AIBU to think that state schools should be achieving this?

(201 Posts)
KatyPutTheCuttleOn Sat 31-Aug-13 07:41:45

private schools GCSE results

Should state schools be able to achieve results closer to this?

I don't want this to be a private school bashing thread, but really, should state schools be able to achieve closer to this?

SilverApples Sat 31-Aug-13 12:34:01

I used to teach in a very rough area, in a borough where the staying on rate in either education or training was under 30%, my school was at the bottom of the heap.
Two teachers left to teach at the independent Hulme Grammar, and did a splendid job.
Same teachers, different schools.

lljkk Sat 31-Aug-13 12:39:17

Easily done. Make sure that state schools have entrance exams and interviews and minimum income thresholds for parents or if parents don't meet income threshold, the children only qualify to stay on the basis of talent or aptitude. Kick out any kids who are disruptive (who cares where they go?) Also may be able to exclude kids who don't do the homework (do ensure you impose a heavy homework load).

See? Easy.

(Oh, wait...)

maddy68 Sat 31-Aug-13 12:53:05

Most private schools have a selection process.
They ave to sit entrance exams prior to admission.

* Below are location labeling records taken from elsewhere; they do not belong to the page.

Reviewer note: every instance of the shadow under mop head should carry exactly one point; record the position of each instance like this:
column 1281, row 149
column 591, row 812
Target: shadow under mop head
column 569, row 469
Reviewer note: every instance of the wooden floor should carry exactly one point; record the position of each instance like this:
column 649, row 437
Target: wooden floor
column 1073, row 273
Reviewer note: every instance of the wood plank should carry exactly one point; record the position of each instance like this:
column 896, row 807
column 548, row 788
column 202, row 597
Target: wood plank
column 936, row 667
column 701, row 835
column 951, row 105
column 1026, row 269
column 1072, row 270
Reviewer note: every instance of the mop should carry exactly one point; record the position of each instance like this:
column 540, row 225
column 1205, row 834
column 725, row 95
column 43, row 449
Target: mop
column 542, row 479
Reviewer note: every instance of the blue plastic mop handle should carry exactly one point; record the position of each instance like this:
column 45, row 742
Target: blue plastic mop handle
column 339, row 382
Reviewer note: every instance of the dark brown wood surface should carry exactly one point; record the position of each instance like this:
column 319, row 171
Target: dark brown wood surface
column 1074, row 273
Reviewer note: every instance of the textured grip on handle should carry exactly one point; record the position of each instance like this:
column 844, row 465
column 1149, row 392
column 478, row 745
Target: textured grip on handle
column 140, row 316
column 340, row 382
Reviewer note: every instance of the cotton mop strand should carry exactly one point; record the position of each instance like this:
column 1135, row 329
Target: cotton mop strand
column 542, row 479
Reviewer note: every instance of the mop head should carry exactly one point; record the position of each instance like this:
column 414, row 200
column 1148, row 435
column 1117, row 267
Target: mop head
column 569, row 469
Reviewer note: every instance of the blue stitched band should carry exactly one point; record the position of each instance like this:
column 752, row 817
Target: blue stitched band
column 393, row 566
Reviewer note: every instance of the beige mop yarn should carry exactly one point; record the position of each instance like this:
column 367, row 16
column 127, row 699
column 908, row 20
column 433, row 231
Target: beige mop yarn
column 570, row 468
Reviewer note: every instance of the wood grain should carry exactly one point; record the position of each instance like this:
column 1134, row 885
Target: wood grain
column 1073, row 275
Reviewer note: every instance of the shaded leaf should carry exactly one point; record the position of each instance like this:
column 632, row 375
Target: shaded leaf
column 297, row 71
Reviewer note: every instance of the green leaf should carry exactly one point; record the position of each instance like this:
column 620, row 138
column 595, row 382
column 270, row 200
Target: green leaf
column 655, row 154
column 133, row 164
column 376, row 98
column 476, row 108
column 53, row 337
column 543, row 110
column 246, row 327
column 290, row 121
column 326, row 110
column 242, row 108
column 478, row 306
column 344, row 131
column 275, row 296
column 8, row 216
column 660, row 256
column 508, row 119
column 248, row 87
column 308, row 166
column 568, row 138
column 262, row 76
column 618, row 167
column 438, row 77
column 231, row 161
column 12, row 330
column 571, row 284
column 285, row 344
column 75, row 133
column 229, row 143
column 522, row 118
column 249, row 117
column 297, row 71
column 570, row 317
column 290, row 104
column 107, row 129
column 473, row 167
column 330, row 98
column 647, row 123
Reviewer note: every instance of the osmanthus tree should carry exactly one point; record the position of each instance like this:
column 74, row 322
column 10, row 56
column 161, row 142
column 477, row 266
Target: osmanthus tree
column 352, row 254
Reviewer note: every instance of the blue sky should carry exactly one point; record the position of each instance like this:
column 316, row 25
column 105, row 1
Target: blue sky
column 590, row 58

Only the very brightest can go
State schools have to include everyone, all abilities and sen students
You need to look at the value added to get a true picture. Ie. taking everything into consideration their expected grades v their actual grades. Very few private schools have good VA

nennypops Sat 31-Aug-13 12:55:49

Wellington Academy, the free school sponsored by Wellington College, has just seen a slump from 47% achieving A* to C grades including English and Maths to 37%. I think that possibly tells us all we need to know about how private schools fare working in state school conditions.

Yes, SilverApples - currently, my DC are probably going to end up going to is a 33% pass rate. The teachers are utterly brilliant there, but something has gone wrong, down the line. It's not about homework, it's the opportunities and the fact that the school is in an area with high turn over, there is n reason to stay in education as there are no jobs for them, with families from the same position and not being able to educate themselves outside of school from a young age. As well as this, high gang rates and child crime rates means that it's not the school which is the problem, it's the poverty in the community.

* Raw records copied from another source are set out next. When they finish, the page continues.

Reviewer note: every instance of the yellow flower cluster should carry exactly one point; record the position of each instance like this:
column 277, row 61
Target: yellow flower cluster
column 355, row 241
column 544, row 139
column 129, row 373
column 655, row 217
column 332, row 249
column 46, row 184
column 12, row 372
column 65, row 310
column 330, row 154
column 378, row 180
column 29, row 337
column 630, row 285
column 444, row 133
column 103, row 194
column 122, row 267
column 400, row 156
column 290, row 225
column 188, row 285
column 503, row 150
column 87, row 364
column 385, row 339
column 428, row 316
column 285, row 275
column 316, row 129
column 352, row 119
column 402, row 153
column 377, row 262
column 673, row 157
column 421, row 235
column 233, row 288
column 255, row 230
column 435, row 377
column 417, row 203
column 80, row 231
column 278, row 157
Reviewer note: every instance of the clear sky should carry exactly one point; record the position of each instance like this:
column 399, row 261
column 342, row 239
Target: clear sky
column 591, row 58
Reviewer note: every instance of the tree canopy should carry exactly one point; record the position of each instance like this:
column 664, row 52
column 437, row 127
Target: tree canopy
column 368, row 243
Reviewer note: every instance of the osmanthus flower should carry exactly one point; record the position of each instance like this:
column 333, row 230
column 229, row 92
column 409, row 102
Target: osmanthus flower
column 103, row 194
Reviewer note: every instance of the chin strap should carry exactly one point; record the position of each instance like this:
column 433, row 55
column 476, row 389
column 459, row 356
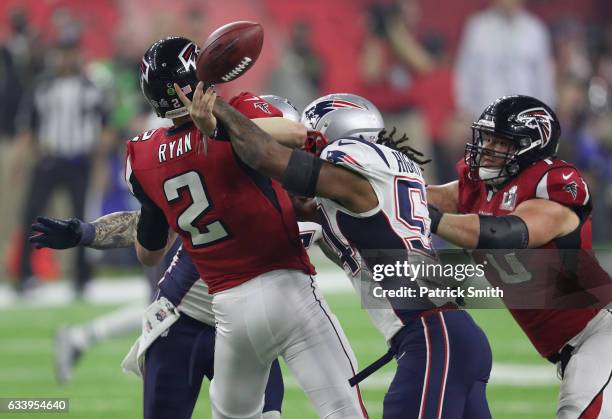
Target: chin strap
column 315, row 142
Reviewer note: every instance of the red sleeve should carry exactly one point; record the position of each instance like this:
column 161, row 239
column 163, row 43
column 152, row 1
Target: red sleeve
column 466, row 190
column 564, row 185
column 253, row 106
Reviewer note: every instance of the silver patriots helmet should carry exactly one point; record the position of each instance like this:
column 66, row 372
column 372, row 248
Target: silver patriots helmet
column 342, row 115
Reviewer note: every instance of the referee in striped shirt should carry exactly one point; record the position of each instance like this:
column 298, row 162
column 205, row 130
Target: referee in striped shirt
column 61, row 124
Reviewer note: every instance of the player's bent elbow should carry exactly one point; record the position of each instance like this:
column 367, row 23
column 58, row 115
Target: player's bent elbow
column 297, row 136
column 149, row 257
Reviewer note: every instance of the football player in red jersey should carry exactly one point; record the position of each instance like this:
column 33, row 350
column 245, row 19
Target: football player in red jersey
column 512, row 193
column 240, row 230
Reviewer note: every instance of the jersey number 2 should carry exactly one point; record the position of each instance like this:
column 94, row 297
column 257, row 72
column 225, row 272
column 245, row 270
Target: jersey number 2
column 187, row 220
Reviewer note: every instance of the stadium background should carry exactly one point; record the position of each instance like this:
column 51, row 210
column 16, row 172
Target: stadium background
column 311, row 48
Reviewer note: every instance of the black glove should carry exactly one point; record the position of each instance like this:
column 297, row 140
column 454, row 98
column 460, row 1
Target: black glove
column 435, row 216
column 61, row 234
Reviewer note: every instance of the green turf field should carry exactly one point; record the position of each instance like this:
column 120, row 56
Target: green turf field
column 101, row 390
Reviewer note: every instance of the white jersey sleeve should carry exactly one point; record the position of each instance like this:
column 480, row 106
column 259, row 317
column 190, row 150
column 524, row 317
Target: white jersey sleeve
column 310, row 233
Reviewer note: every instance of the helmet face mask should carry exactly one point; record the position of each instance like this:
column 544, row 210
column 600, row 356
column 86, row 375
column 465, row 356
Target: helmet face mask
column 167, row 61
column 502, row 164
column 530, row 128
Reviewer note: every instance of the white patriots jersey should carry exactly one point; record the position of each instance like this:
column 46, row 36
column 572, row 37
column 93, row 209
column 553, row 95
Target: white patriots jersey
column 399, row 225
column 399, row 221
column 310, row 233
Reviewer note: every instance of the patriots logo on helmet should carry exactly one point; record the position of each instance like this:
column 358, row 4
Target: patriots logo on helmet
column 144, row 69
column 188, row 56
column 161, row 315
column 315, row 113
column 263, row 106
column 538, row 118
column 337, row 156
column 571, row 188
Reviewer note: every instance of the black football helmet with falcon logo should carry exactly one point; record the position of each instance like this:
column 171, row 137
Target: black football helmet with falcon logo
column 169, row 60
column 529, row 124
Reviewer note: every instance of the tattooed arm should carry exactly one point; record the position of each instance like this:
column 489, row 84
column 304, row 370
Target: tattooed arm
column 107, row 232
column 114, row 230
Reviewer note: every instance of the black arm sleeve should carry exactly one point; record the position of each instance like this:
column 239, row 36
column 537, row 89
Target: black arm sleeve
column 502, row 232
column 152, row 229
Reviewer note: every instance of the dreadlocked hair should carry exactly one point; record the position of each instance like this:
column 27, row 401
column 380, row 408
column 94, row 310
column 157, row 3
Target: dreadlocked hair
column 388, row 139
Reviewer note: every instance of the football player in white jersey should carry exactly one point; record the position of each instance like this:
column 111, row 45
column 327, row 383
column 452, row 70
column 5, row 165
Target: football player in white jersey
column 373, row 209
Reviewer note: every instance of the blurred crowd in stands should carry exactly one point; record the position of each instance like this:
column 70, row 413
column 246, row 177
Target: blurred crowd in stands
column 431, row 66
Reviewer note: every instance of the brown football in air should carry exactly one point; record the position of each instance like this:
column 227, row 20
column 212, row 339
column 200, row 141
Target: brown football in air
column 229, row 52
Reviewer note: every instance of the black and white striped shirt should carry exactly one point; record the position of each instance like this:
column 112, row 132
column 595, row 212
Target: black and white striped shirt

NoComet Sat 31-Aug-13 13:00:16

Education isn't a level playing field, DCs are handed many of their cards at conception.

Intelligence has a large genetic component. DD2 is totally her paternal grandparents decendent (both very old school formal English teachers, who died before she was born). DD1 mops up science like DH and me, sings like our DSisters can and is dyslexic like me.

Regardless of how good or bad their schools DD1 will get reasonable science and maths marks as she is both natrually good at them and can pick our brains. DD2 would have got L3 English SAT anywhere.

By definition most private school pupils are the offspring of inteligent well educated parents. You need parents with good jobs to cover the fees.

Yes some cheat and use grandparents, but the fee paying Grandparents I know are very inteligent high up civeral sevents and computer scientists, not dim rich aristocracy.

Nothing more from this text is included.